When I treat this as a double JE3 the puzzle solves OK, however if I treat it as a double JE4 I get an incorrect fin cell elimination r3c8 <> 8.

Leren

[daj95376]

I'm taking a stab at ronk's point using Leren's recent post.

Hopefully you apply the exclusions of the JE3 before seeing if the JE3 + JE4 still exists.

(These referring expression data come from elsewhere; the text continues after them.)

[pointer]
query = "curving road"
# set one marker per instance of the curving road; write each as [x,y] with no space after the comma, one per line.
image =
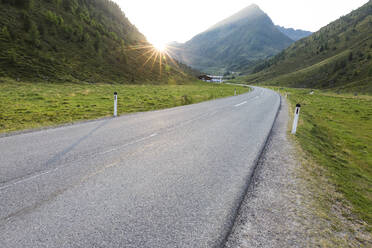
[168,178]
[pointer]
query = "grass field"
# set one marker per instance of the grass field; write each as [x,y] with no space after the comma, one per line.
[25,105]
[336,131]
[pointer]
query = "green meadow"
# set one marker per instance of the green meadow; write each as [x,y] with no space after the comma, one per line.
[336,131]
[26,105]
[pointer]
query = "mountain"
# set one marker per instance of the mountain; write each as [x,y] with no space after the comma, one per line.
[76,40]
[234,43]
[294,34]
[338,56]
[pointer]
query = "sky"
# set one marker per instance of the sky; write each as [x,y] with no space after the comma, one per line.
[163,21]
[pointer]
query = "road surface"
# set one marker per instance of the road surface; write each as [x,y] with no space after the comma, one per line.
[168,178]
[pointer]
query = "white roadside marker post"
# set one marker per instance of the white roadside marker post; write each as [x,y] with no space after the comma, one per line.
[115,104]
[295,120]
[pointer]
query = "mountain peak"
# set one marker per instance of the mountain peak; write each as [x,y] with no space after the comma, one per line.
[250,12]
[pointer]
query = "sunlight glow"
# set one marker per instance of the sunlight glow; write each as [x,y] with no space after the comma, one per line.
[160,46]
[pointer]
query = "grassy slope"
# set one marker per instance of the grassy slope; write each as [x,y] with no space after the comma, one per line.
[339,56]
[25,105]
[336,131]
[76,40]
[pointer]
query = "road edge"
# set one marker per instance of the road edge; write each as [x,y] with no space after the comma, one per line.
[250,177]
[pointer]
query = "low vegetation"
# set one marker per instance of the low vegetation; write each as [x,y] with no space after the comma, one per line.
[336,132]
[25,105]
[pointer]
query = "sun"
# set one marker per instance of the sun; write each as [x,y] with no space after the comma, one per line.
[160,46]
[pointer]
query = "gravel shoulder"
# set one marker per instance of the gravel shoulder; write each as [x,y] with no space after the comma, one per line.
[290,204]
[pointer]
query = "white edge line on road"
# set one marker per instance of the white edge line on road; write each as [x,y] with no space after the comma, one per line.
[240,104]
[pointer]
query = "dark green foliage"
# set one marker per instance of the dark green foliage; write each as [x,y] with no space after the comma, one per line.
[235,43]
[334,57]
[75,40]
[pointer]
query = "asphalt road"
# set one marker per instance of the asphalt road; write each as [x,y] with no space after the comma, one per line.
[168,178]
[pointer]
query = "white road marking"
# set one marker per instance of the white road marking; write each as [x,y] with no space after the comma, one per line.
[240,104]
[27,179]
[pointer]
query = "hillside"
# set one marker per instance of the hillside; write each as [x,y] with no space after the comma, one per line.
[338,57]
[234,43]
[294,34]
[76,40]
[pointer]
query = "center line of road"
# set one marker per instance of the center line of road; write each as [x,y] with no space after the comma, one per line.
[240,104]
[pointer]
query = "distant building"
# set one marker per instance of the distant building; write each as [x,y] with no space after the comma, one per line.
[210,78]
[205,78]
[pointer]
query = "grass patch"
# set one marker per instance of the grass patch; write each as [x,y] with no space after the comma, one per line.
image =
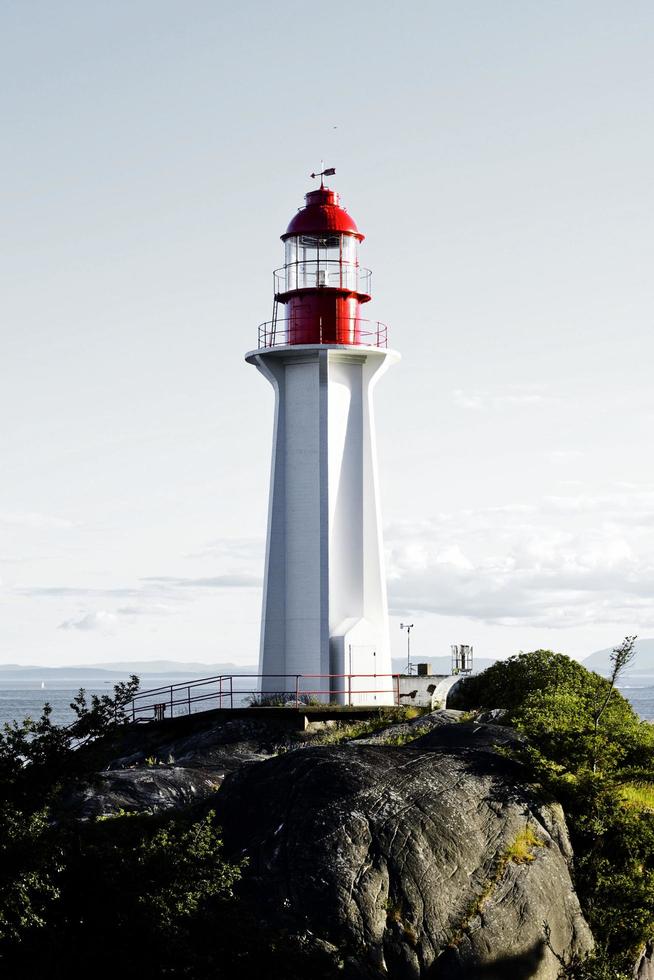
[521,851]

No, I was speaking of applying the exclusions of the single JE3 (and the unmentioned single JE4 plus basic techniques, of course) before seeing if a JE3 + JE4 double exists. I do not have an example.

Try this puzzle from your grey area database:

98.7.......6.5.4.......9...8......3..3......7..5.2.8..5...1...4.4...65....12...6.; ;2;0;match type;40;r7c4 r7c6 r8c3 r9c7 3789;r9c1 r9c2 r8c5 r7c7 379;;;;; ' Double JExocet J3/J4 example

Here are the individual JExocet eliminations (as I see them):

Code: Select all

 +--------------------------------------------------------------------------------+
 |  9       8       234     |  7       36      1234    |  1236    125     12356   |
 |  1237    127     6       |  138     5       1238    |  4       12789   1239    |
 |  12347   5       2347    |  13468   368     9       |  12367   1278    1236    |
 |--------------------------+--------------------------+--------------------------|
 |  8       1279    2479    |  14569   679     147     |  1269    3       12569   |
 |  1246    3       249     |  145689  689     148     |  1269    12459   7       |
 |  1467    179     5       |  13469   2       1347    |  8       149     169     |
 |--------------------------+--------------------------+--------------------------|
 |  5       6       23789   |  389    Q1       378     | R39-27  q79-2    4       |
 |  237     4       23789   | r39-8   Q79-38   6       | R5       1279    1239    |
 | B37     B79      1       |  2       4       5       |  379     6       8       |
 +--------------------------------------------------------------------------------+
 # 147 eliminations remain

 ### -379- QExocet   Base = r9c12   Target = r8c5==r7c8,r7c7==r8c4


Code: Select all

 +--------------------------------------------------------------------------------+
 |  9       8       234     |  7       36      1234    |  1236    125     12356   |
 |  1237    127     6       |  138     5       1238    |  4       12789   1239    |
 |  12347   5       2347    |  13468   368     9       |  12367   1278    1236    |
 |--------------------------+--------------------------+--------------------------|
 |  8       1279    2479    |  14569   679     147     |  1269    3       12569   |
 |  1246    3       249     |  145689  689     148     |  1269    12459   7       |
 |  1467    179     5       |  13469   2       1347    |  8       149     169     |
 |--------------------------+--------------------------+--------------------------|
 |  5       6       23789   | B389     1      B378     |  2379    279     4       |
 | r37-2    4      Q3789-2  |  389     3789    6       |  5       1279    1239    |
 |  37      79      1       |  2       4       5       | R37-9    6       8       |
 +--------------------------------------------------------------------------------+
 # 147 eliminations remain

 ### -3789- QExocet   Base = r7c46   Target = r8c3,r9c7==r8c1


If you apply the eliminations from the JE3 and reduce the grid before searching for a JE3+JE4 double JExocet, then you'll never find the double JExocet because the JE3 eliminations crack the puzzle ... along with subsequent basics.